No. 6 was "Somewhere between Christmas Day and New Year's Eve" Cadenhead's Caol Ila at 58.6% ABV.
Again I reminisce. Whilst I was still in England one of my Christmas traditions was to return to a certain spot in the Yorkshire Dales where I spent much time as a teenager, walking the three peaks (Ingleborough, Whernside & Pen-y-Ghent). I always insisted on having one day of walking in and around these hills, sometime between Christmas Day and New Year's Eve.
As was to be expected, my backpack was full of turkey butties, caramel wafers and a flask of hot tea flavoured with three cardomom seeds.
OK, so this Caol Ila has none of the cardomom, turkey butties, caramel or tea. But at one certain spot, just off the road from Horton-in-Ribblesdale to Ribblead Viaduct and on the country path between Pen-y-Ghent and Ingleborough lies a tiny hamlet of only 8-10 houses.
These are still traditionally heated with open fires which burn wood, coal and sometimes, peat. The soft peaty smoke encompasses the dale and when walking anywhere near, it gently soothes and warms the cockles of your heart.
Every time I drink a good Caol Ila which exhibits not only gentle peat, but also traditional wood-smoke and country air, I am back on this walk in my beloved Yorkshire Dales "Sometime between Christmas Day and New Year's Eve."

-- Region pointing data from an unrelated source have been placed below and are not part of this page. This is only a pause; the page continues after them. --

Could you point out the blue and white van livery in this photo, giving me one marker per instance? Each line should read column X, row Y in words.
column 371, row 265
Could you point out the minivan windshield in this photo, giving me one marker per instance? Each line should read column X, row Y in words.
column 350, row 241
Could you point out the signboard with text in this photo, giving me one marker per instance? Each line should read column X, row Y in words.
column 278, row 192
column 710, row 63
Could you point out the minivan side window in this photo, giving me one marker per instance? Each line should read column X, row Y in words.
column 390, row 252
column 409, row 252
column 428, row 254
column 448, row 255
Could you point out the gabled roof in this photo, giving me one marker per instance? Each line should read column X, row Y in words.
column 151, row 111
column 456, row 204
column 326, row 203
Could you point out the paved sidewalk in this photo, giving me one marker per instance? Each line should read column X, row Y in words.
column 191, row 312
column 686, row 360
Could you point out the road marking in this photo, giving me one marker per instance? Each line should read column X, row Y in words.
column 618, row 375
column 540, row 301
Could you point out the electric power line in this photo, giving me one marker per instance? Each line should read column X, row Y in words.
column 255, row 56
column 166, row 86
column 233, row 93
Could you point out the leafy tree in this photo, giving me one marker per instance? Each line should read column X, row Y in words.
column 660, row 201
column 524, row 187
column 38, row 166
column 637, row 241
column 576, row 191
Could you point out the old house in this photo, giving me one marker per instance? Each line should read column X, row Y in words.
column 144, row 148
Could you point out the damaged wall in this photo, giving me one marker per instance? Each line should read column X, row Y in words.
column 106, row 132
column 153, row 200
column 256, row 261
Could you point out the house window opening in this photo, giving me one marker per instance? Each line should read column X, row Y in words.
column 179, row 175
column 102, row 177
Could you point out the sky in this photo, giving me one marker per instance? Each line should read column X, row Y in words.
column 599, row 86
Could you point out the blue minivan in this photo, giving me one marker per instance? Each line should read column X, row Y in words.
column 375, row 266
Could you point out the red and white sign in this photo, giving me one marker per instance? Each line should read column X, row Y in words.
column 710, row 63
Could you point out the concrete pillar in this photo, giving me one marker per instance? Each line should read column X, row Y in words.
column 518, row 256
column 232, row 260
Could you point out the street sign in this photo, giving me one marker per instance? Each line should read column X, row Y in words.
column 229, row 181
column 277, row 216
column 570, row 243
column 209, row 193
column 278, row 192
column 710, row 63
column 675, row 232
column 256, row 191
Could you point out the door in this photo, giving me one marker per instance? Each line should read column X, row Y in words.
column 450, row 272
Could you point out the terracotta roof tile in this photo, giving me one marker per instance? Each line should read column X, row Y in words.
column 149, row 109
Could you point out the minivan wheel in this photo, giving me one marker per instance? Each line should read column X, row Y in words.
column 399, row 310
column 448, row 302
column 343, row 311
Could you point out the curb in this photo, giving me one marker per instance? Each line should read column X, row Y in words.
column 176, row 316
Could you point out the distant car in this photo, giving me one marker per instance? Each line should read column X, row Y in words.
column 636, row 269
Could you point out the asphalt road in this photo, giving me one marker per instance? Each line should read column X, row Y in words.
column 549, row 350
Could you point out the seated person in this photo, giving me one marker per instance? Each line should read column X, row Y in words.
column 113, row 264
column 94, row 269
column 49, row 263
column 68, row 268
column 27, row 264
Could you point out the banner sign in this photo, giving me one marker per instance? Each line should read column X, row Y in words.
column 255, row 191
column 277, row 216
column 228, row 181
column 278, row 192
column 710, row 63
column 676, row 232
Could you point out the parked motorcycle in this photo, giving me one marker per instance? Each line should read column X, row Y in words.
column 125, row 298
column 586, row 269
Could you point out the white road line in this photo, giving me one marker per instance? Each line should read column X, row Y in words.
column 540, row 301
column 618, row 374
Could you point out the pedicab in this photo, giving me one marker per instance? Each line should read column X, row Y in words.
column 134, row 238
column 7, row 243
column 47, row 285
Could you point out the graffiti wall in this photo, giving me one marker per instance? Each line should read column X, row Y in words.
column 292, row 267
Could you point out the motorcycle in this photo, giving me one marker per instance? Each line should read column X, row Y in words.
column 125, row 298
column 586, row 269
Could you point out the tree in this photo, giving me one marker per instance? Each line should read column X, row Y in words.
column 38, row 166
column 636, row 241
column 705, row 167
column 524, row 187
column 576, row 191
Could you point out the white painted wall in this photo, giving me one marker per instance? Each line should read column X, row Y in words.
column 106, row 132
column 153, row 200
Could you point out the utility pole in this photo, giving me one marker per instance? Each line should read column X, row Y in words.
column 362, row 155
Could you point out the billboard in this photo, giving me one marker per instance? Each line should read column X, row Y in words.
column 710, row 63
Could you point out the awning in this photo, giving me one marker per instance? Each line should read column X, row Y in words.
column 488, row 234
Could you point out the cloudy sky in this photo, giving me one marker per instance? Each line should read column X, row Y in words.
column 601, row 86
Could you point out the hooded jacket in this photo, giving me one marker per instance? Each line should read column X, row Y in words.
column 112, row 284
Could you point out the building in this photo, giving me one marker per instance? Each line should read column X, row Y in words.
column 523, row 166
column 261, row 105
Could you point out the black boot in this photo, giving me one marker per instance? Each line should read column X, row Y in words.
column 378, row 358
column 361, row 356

I assure you, this Cadenhead Caol Ila is a very good example and immediately transports me back on this wonderful journey!
As I previously mentioned, this blind tasting was based around some of my own personal experiences and the reason I wanted to run it blind was because I wanted people to think about flavours and experiences, not names and reputations.
What came across very strongly in the tasting was that almost everyone agreed with my flavour profiles of the whiskies, but the experiences were very different. Perhaps the greatest difference was in the interpretation of "Autumn" and "Christmas".
The Germans at the event could understand my musings, but for them Christmas encompasses some very different flavours - Stollen as opposed to Christmas cake being one example.
As for the Autumnal dram, my experience of Autumn in this Jura is one of leafiness, in fact the wet leafiness of small English country lanes, whereas the typical German idea of Autumn on the night was one of harvest and fruits. Not quite the flavour profile of the Jura.
Anyway, everyone agreed it was an excellent evening and they have all expressed a desire for another blind event in the future.
Thanks for listening to (well, reading) my personal prattlings once again.